И в тот самый миг все мои отравляющие чувства растворились, оставив после себя целебный нектар – ту сладкую отраду вкупе с восхищением, насладиться которыми я смог лишь на секунды.
– Я не зол на тебя, – ответил он. – Я сам вспылил. Прости меня тоже.
Не означало ли это, что теперь нашей недолгой вражде пришел конец? Не изменит ли его увековеченный в моем сознании дивный образ отношения к нему?

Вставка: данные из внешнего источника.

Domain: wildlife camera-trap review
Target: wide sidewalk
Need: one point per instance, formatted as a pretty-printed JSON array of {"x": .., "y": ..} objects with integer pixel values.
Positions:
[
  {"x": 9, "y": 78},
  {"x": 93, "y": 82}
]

Я не любил меняться. По крайней мере, не так быстро и резко. Это унижало меня перед самим собой – нечто из худшего, что может произойти. Если ты жалок в собственных глазах, не жди от себя поступков, способных удовлетворить твой покой.
В ответ я дважды медленно кивнул. После недолгой паузы Колдер сказал:
– Я не против… то есть я хотел бы научить тебя… петь, играть на гитаре. Чего бы ты хотел?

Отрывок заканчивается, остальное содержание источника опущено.